Blu-ray Review: ‘Fear and Desire’

★★★☆☆

Making its way onto DVD and Blu-ray in a newly restored (circa 2012) form this week courtesy of Eureka’s always excellent Masters of Cinema label, Stanley Kubrick’s little-seen 1953 debut feature Fear and Desire offers a bizarre and intriguing glimpse into the legendary director’s future career. Utilising the backdrop of a fictionalised war between unnamed nations, Kubrick offers up a raw, at times surreal look into the effect of armed conflict upon those caught up in its nihilistic butchery. Though this first inaugural outing varies erratically in quality, its anything but a dull affair and is more than worthy of re-evaluation.

Fear and Desire begins with a slow panning shot of a forested mountainside, offering no real-life comparisons for either context or reference. Amidst the slowly swaying cedars lies a small platoon of four dishevelled soldiers, trapped deep behind enemy lines after their aircraft was forced into a crash landing. With only a nearby river realistically offering any hope of a return to their own faction, the group hatch a daring plan to avoid detection by sailing downstream on a makeshift raft, transporting the squad harmlessly through No Man’s Land and on to salvation. However, as the physical and psychological strain of their situation begins to take hold, each man must grapple with his own sense of duty and moral obligation.

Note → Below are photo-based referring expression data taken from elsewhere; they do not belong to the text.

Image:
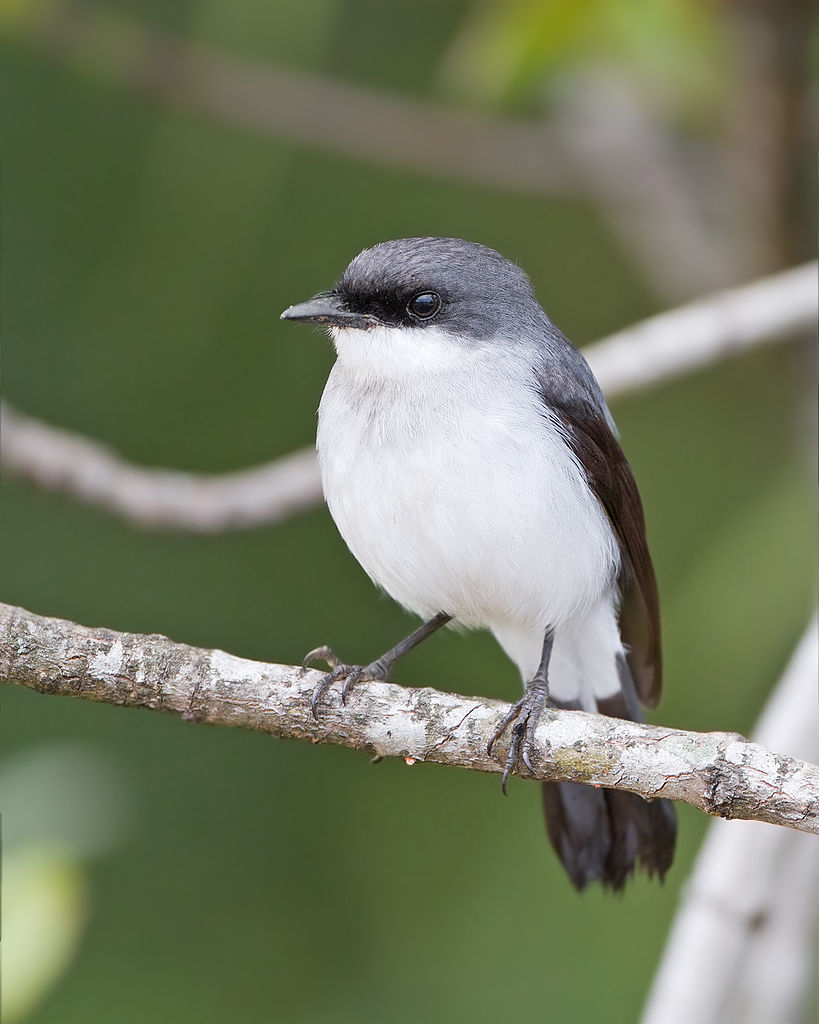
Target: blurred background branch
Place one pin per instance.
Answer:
(770, 310)
(720, 773)
(691, 215)
(741, 948)
(174, 175)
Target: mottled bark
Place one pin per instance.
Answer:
(721, 773)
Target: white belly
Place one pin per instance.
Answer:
(456, 496)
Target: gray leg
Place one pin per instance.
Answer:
(380, 669)
(525, 714)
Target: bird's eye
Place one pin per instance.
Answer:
(424, 305)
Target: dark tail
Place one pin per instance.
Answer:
(603, 835)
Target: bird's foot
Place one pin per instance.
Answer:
(350, 674)
(524, 714)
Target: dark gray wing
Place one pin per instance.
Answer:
(570, 391)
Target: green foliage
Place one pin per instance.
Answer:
(147, 253)
(510, 50)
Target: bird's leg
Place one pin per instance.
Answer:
(525, 714)
(380, 669)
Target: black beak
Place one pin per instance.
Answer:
(329, 309)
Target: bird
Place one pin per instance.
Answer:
(472, 467)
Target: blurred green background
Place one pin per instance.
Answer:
(171, 871)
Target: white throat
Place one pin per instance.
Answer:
(392, 352)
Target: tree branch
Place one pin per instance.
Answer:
(659, 348)
(720, 773)
(741, 946)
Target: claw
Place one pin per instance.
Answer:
(352, 677)
(525, 714)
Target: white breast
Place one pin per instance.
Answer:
(454, 487)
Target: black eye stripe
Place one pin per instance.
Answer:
(424, 305)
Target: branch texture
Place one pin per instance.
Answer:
(659, 348)
(741, 948)
(721, 773)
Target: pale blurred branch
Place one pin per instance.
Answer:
(152, 498)
(721, 773)
(657, 349)
(608, 152)
(742, 947)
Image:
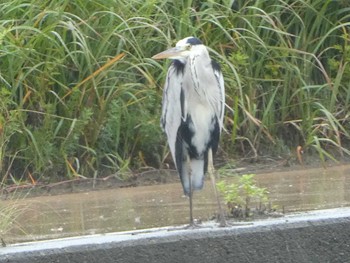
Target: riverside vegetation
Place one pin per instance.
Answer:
(80, 96)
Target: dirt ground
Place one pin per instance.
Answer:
(151, 176)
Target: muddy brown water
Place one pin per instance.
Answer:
(122, 209)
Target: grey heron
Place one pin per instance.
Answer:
(192, 112)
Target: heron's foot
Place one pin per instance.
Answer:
(221, 219)
(194, 224)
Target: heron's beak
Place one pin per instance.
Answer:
(170, 53)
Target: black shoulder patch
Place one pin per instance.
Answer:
(215, 65)
(194, 41)
(179, 66)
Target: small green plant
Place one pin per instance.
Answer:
(239, 196)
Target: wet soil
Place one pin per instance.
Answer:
(151, 176)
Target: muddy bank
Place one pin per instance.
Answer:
(320, 236)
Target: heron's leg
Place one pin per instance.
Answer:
(211, 171)
(191, 203)
(190, 194)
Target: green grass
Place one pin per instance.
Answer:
(80, 95)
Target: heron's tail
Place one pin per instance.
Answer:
(197, 168)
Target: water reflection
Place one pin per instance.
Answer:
(161, 205)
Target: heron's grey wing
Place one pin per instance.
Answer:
(172, 107)
(220, 81)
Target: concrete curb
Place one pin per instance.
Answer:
(318, 236)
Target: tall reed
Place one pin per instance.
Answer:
(80, 95)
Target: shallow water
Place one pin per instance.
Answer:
(123, 209)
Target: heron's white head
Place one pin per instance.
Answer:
(184, 48)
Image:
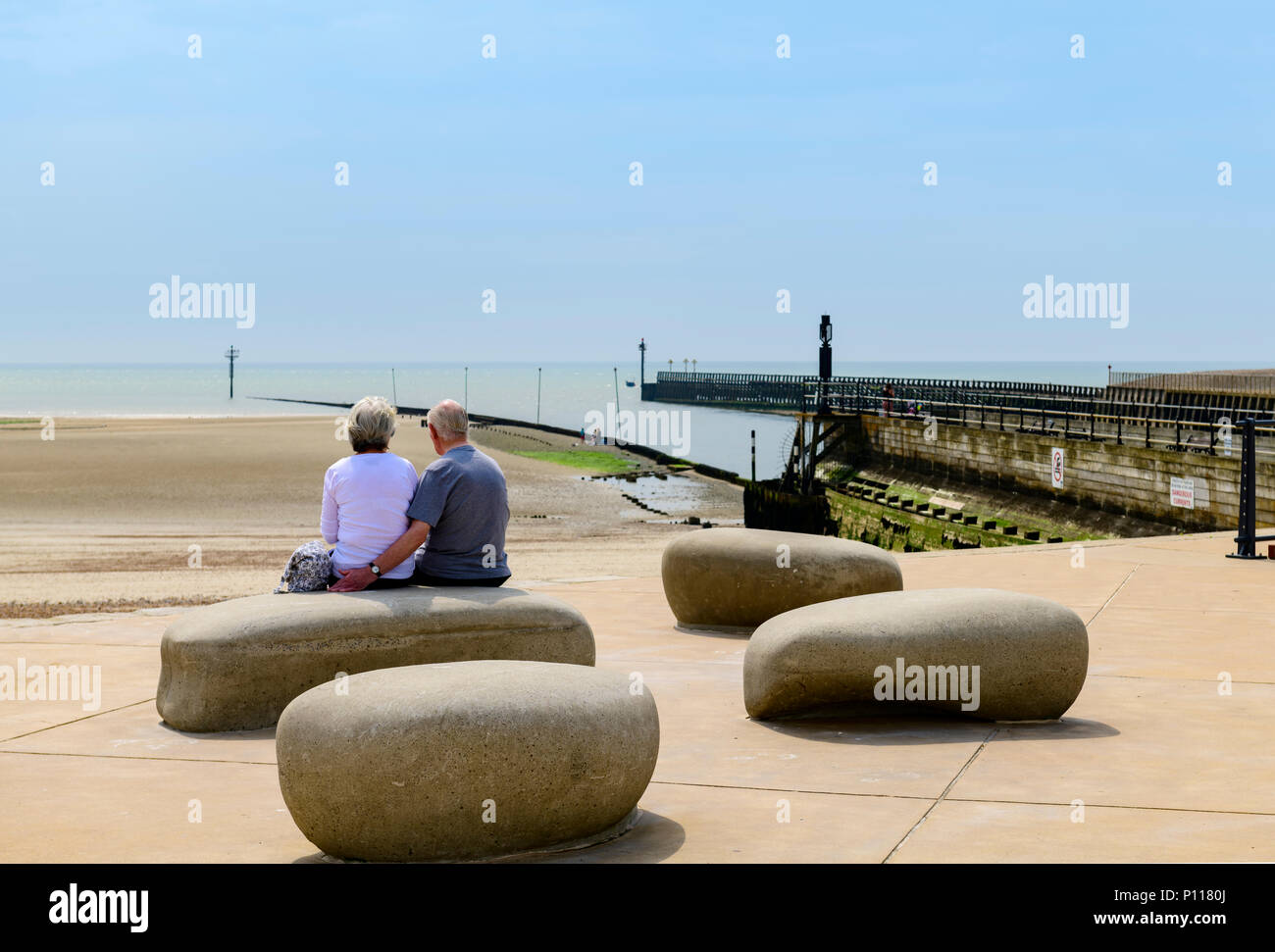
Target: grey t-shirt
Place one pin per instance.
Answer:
(462, 496)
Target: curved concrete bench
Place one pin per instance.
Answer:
(234, 666)
(1001, 655)
(736, 578)
(467, 761)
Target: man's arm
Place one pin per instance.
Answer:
(358, 578)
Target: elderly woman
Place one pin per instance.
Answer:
(365, 496)
(365, 501)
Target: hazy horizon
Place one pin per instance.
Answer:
(488, 157)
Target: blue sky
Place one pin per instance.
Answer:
(760, 174)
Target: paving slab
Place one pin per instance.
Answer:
(1169, 769)
(128, 675)
(1171, 744)
(116, 810)
(957, 831)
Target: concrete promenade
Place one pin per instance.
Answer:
(1167, 766)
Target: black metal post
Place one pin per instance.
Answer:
(232, 355)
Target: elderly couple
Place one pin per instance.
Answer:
(390, 530)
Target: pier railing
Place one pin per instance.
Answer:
(1182, 422)
(1167, 426)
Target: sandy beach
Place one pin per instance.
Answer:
(119, 514)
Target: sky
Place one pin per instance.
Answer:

Hamstrung by a friend-and-family-funded budget and an erratic cast of players, Kubrick still manages to lift this Conrad-esque tale above a great deal of its contemporaries. Although obviously displeased with the end result – the filmmaker famously ordered all negatives of the print acquired so as never to be shown – it’s still possible to single out the auteurial tropes that would continue through into one of cinema history’s greatest directorial legacies. Sharply shot in atmospheric monochrome (the long shadows of the interior scenes are a particular highlight), and augmented by expressionistic wipes and fades in the cutting room, Fear and Desire successfully breaks down the barrier between the internal and external as the platoon buckle under the immense pressure.

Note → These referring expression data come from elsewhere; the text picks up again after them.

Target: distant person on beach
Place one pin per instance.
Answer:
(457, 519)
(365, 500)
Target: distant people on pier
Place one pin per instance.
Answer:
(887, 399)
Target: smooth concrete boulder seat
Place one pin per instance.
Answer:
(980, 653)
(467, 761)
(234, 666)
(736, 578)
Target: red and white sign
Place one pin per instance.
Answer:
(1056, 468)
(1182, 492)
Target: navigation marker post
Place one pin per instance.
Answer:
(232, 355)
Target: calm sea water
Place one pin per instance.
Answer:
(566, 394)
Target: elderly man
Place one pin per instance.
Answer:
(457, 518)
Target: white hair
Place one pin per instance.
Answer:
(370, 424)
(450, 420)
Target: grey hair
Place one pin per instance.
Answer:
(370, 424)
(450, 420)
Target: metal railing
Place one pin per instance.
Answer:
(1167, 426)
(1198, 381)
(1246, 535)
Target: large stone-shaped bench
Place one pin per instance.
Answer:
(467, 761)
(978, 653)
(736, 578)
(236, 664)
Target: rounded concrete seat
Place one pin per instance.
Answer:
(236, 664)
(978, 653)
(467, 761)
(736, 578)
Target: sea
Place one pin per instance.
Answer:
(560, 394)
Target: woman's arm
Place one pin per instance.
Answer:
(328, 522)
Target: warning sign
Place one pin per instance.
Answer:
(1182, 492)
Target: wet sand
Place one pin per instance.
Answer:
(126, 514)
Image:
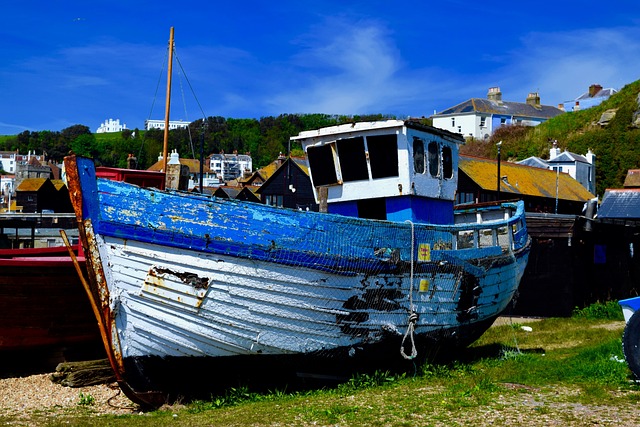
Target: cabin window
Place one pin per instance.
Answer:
(353, 159)
(447, 163)
(372, 209)
(383, 155)
(418, 155)
(433, 159)
(274, 200)
(321, 165)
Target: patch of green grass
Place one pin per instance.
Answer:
(609, 310)
(561, 361)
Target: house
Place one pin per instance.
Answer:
(633, 179)
(159, 124)
(594, 96)
(111, 126)
(542, 190)
(478, 117)
(193, 172)
(230, 166)
(38, 195)
(289, 186)
(260, 176)
(620, 206)
(581, 168)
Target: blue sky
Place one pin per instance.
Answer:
(83, 62)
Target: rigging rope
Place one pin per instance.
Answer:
(413, 316)
(204, 118)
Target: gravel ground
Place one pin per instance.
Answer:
(22, 396)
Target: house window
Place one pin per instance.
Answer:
(447, 163)
(433, 159)
(418, 155)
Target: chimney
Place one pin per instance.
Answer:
(494, 94)
(533, 99)
(554, 151)
(594, 89)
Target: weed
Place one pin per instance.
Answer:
(362, 381)
(609, 310)
(86, 400)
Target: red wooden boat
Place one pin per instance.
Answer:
(42, 301)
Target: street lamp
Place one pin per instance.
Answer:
(499, 144)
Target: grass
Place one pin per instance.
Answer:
(508, 376)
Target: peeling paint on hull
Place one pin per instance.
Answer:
(182, 277)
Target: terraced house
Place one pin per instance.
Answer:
(478, 118)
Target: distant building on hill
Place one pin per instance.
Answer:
(230, 166)
(111, 126)
(582, 168)
(159, 124)
(594, 96)
(479, 117)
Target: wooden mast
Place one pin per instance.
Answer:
(168, 105)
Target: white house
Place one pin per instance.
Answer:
(478, 117)
(230, 166)
(111, 126)
(594, 96)
(159, 124)
(581, 168)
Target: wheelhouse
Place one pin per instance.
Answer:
(394, 170)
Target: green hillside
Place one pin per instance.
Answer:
(616, 144)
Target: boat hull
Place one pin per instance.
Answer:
(43, 304)
(188, 281)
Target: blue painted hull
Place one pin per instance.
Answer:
(181, 277)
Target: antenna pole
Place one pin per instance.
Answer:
(168, 105)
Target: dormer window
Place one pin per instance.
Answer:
(418, 155)
(433, 159)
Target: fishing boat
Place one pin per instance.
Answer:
(195, 292)
(43, 307)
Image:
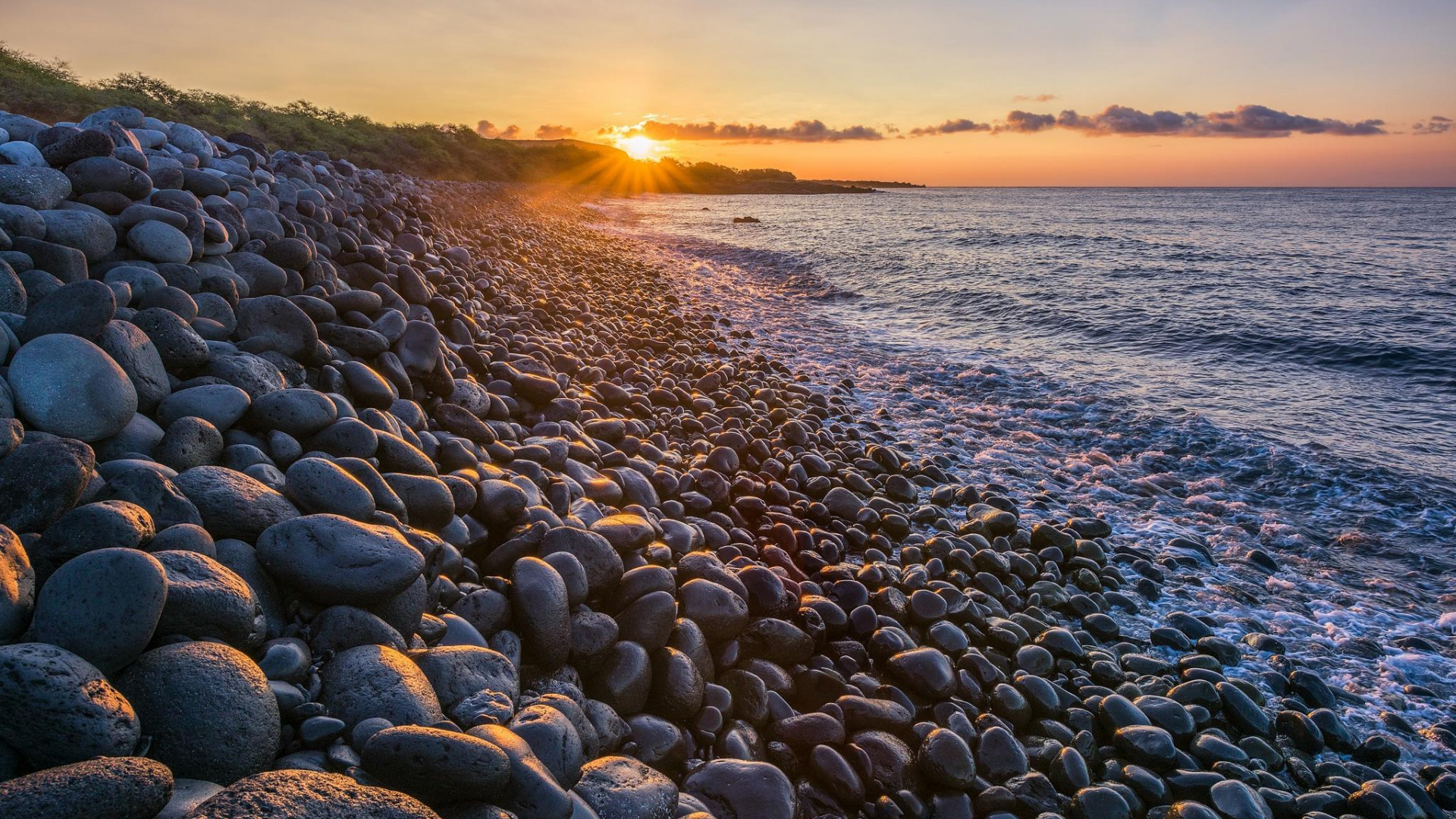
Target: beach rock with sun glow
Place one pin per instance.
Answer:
(519, 521)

Kubrick’s penchant for portraying violence (or should that be ‘ultra-violence’) is also placated as the four comrades cut down a duo of oblivious hostiles, mid-meal. Slashing daggers are extravagantly spliced together with contorted enemy faces and clenched fists; their last dying moments spent unsuccessfully fending off their attackers in a viscous orgy of half-eaten, half-cold stew. The term ‘visceral’ just about sums if up adequately, whilst comparisons can of course be made with key scenes in Kubrick’s later, bloodier outings – A Clockwork Orange (1971) and Full Metal Jacket (1987) being the obvious candidates.

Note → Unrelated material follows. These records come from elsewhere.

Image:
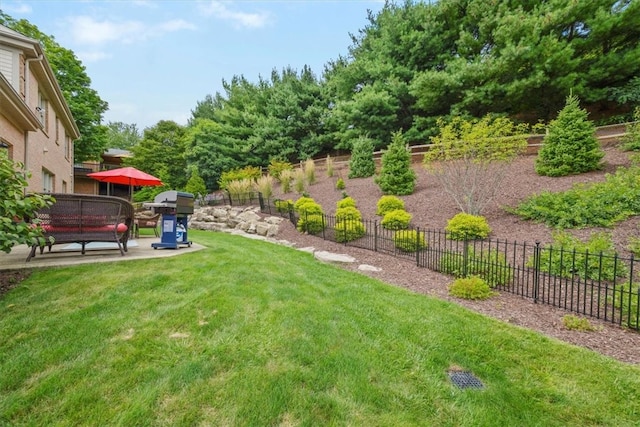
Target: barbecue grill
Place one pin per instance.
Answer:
(175, 206)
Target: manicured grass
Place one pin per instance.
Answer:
(253, 333)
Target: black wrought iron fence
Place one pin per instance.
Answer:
(599, 285)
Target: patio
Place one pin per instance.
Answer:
(63, 255)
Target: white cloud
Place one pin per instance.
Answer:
(18, 9)
(219, 9)
(93, 56)
(89, 31)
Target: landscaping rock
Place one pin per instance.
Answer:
(331, 257)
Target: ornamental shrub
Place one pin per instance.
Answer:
(397, 177)
(601, 204)
(329, 166)
(298, 206)
(299, 180)
(396, 220)
(349, 224)
(387, 204)
(570, 146)
(409, 240)
(250, 173)
(473, 287)
(349, 213)
(276, 167)
(264, 185)
(361, 164)
(311, 218)
(15, 206)
(346, 202)
(465, 226)
(286, 176)
(284, 206)
(631, 139)
(310, 171)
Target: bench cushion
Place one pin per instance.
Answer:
(120, 228)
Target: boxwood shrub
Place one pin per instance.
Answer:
(408, 240)
(464, 226)
(388, 203)
(398, 219)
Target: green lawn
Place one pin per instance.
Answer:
(252, 333)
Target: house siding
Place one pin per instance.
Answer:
(39, 144)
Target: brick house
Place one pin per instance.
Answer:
(36, 125)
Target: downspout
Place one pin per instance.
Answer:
(26, 98)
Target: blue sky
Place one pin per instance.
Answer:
(154, 60)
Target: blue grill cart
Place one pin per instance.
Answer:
(175, 207)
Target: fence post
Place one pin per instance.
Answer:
(465, 256)
(344, 220)
(375, 236)
(418, 246)
(536, 271)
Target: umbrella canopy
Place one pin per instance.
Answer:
(126, 176)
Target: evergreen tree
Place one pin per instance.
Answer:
(361, 164)
(570, 146)
(396, 176)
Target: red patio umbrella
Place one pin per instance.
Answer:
(126, 176)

As ever with any Masters of Cinema release, Fear and Desire is packaged with several excellent special features, including the a collated collection of Kubrick’s earliest shorts (Day of the Flight, Flying Padre and The Seafarers), a new introduction to the main feature from critic Bill Krohn and a detailed booklet featuring several exclusive essays on the works packaged. Though not quite the finished article, Fear and Desire undoubtedly helped lay the foundations for an illustrious filmmaking odyssey.